A Pedro, el “Barrica”, borrachín de Guarazoca, esponja siempre deshidratada, a quien le gustaban los pajaritos, no para oírlos cantar, sino para comérselos fritos con un buen trago de vino; para eso les ponía trampas debajo de las higueras, hasta que un día amaneció tieso bajo una de ellas; unos dicen que de frío, otros que de hambre, otros por un ataque fuerte de delirium tremens, y otros, más científicos, aseguran que fue debido a las emanaciones venenosas y mortíferas que desprenden los humores nocturnos de las higueras. En la trampa había caído un mirlo, que cuando lo encontraron tieso estaba cantando.

Al niño Juanito Rodríguez, que murió despeñado en una fuga al querer coger un nido de cuervos, al cual, su padre lo cargó sobre sus hombros, él solo, y desde el fondo del barranco, sin permitir ayuda de nadie, le llevó a casa, antes de ponerse loco y mandarle el alcalde, con subvención del Ayuntamiento y suscripción popular, al manicomio provincial.

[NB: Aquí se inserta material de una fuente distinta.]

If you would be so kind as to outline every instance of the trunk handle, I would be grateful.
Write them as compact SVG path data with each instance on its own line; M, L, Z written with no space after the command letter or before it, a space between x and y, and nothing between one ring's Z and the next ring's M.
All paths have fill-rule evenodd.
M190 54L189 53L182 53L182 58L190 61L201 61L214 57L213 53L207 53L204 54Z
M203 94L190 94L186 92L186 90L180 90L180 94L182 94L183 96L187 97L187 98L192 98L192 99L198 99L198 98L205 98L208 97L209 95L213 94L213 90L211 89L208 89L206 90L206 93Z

A todos los viejos arrugados, serios y tristes, que toman el sol en las plazas de San Andrés de Azofa, Isora, El Mocanal, Guarazoca, Erese, Tenesedra, Taibique del Pinar, Tigaday, Los Llanillos y Sabinosa, viejos baldados y cansados, que caminan a tres y cuatro patas, a los que el subsidio de la vejez, que se les ha concedido, les permite, de vez en cuando, comprar alguna onza de chocolate y algún paquete de galletas.

En fin, la dedicatoria a todos los herreños, muertos y vivos, los de las islas y los de Venezuela, Cuba, Argentina, Brasil, Uruguay, Nicaragua…, buenos aficionados a escuchar, los primeros, los de la isla, por encargo de los segundos, los de América, desde la piadosa emisora de Ginebra, de la Suiza neutral, que a fulanito —¡pero si soy yo!—, menganito —¡y yo!— y zutanita  —¡y también yo!, ¿has oído?, ¡qué inventos los de este siglo!—, de parte de fulanito —¡mi padre!—, menganito —¡mi tío!—, zutanito —¡mi novio!—, residentes en Venezuela, Cuba, Argentina, Brasil, Uruguay, Nicaragua…, les dedican la canción titulada:

“¡Qué bello es vivir!”

*

José Zamora Reboso (El Hierro, 1944 – Tenerife, 1996) estudió Medicina en Madrid, donde, además, ganaría varios concursos de relato convocados por la Universidad Complutense. A partir de su regreso a Canarias, desempeña su profesión en varias islas, hasta que se establece definitivamente en Santa Cruz de Tenerife. Publica relatos en distintas revistas y suplementos de las islas. En 1988 ve la luz su primer libro, Relatos de oscuridad, con prólogo de Isaac de Vega. Posteriormente publicaría otras colecciones de relatos, siempre breves. Algunos de sus cuentos fueron traducidos al italiano en la antología de Danilo Manera L’oceano, la chitarra e i vulcani. Narratori delle Isole Canarie (1995). Tras su repentina muerte en 1996, la editorial Baile del Sol reúne su obra completa en el volumen Abako.